Después de treinta años fuera de mi tierra, de mi pueblo, de mi gente y de mi familia, por fin he podido pisar esta tierra castigada por el sol y los caciques. Nada más bajar del tren pude oler el mar ¡por fin estoy cerca del mar! Después de tantos años he vuelto a sentir esa frescura que transmite la brisa marina y he vuelto a reconocer esas horrorosas farolas que antaño conformaban el paisaje de mi vida cotidiana.
Descubro entre la gente rostros que me son muy familiares, jóvenes que tiene los rasgos de aquellas personas que me educaron en otro tiempo, de aquellos que compartían las alegrías y las tristezas en los barrios más humildes de la ciudad. El tiempo pasa de forma inexorable y sólo nos queda el recuerdo de aquello que fuimos, pero la vida sigue su curso y ver como el pasado está impreso en el presente te ayuda a mantenerte vivo.
No podía esperar más, me sumergí en las calles que me vieron crecer y empecé a señalar establecimientos ausentes, casas que han desaparecido y descampados que tiene parte de la piel de mis rodillas que ahora ya no están, se han convertido en monstruos de hormigón que te señalan con su indiferencia. El barrio se abría camino y las cuestas empezaban a señalarme el camino a casa, ya queda poco para descubrir a Aquilina, a Maruja con sus quintillizos o la vieja de la esquina que siempre nos pinchaba el balón.
Todavía está grabado el nombre de ese amigo que sufrió un accidente de tráfico y abandonó la vida sin tener tiempo de empezar a vivirla; o ese callejón lleno de pintadas con los nombres de la pandilla. Al doblar la esquina encuentro una calle desierta, ya no hay niños jugando al balón o saltando al elástico, sólo hay coches, coches y más coches que ensucian la bella estampa de mi pasado.
¿Dónde están todos? La casa de maruja tiene colgado un cartel del banco de la esquina que pone: Se vende. Inmobiliaria del banco ***** Teléfono***** con el dibujo de una familia feliz. La casa de Aquilina está cerrada a cal y canto con tableros en las ventanas y con un aspecto de abandono continuado. En la esquina ya no hay una vieja enfadada que nos pincha el balón y sale con la escoba para darnos con ella hasta echarnos de su casa, ahora hay una multinacional de comida rápida llena de extranjeros gordos y sudorosos.
Giro la cabeza y busco la casa de mi vida, esas cuatro paredes que me han visto crecer desde que salí del vientre de mi madre y han sufrido conmigo los suspensos, mi primer amor, la primera vez que me rompieron la cara, la primera experiencia con la muerte de un familiar demasiado cercano para no llorar o el desamor que trajo esa chica de ciudad que me abandonó al acabarse el verano.
Entre dos coches familiares con las vacas cargadas de objetos veraniegas se mece una anciana que sostiene entre sus manos dos agujas y un rollo de lana, a sus pies un pequeño perro color ceniza descansa con las orejas alertas por si alguien no conocido se atreve a penetrar su radio de seguridad.
Me acerco poco a poco para no romper el ritmo de los puntos y cuando estoy demasiado cerca, el perro comienza un ladrido rápido y muy escandaloso La mujer da un tirón de la cuerda e incita al can para que abandone su estado, después levanta la cabeza y analiza detenidamente la figura que tiene frente así.
— ¿Quién eres? Pregunta cegada por el sol
— Un viejo conocido que viene a ver si tienes un sitio para pasar el verano.

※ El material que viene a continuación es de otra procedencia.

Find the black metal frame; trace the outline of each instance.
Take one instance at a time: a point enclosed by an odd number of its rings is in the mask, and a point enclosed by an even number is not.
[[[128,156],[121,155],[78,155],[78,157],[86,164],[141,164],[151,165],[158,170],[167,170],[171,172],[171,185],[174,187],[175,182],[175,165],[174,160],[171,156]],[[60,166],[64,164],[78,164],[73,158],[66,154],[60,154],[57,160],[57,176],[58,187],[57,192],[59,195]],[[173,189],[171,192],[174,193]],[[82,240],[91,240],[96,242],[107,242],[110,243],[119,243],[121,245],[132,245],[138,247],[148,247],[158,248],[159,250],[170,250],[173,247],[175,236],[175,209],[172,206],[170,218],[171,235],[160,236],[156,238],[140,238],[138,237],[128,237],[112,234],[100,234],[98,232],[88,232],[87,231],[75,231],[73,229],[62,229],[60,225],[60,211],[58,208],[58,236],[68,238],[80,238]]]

— Un viejo conocido que viene a ver si tienes un sitio para pasar el verano.
Las lágrimas empiezan a brotar de sus ojos, no ha necesitado nada más que un segundo para conocer una voz familiar que hacía demasiado tiempo que no escuchaba en persona. Con dificultad se levanta y me abraza entre sollozos. No puedo reprimir tampoco mis lágrimas y le pido perdón por no haber venido antes.
— Lo siento mamá. Perdóname por haber tardado tanto en volver a casa. Le digo mientras su perro me muerde sin piedad la pata de mi pantalón.
Mi madre intenta pronunciar unas palabras pero no consigue juntar dos letras sin que un sollozo inunde todo su cuerpo, ni siquiera se había percatado de que toda su labor se había caído y estropeado. Le doy otro abrazo mientras le digo:
— Tranquilízate mamá. Ahora, ponme al corriente de todo lo que ha pasado aquí.
Se sienta en su silleta, le da un coscorrón al perro para que me deje en paz y saca un pañuelo de tela de su viejo delantal para secarse las lágrimas. Con todo el esfuerzo del mundo consigue tranquilizar sus sentimientos y me dice:
— ¿No estarás metido otra vez en política?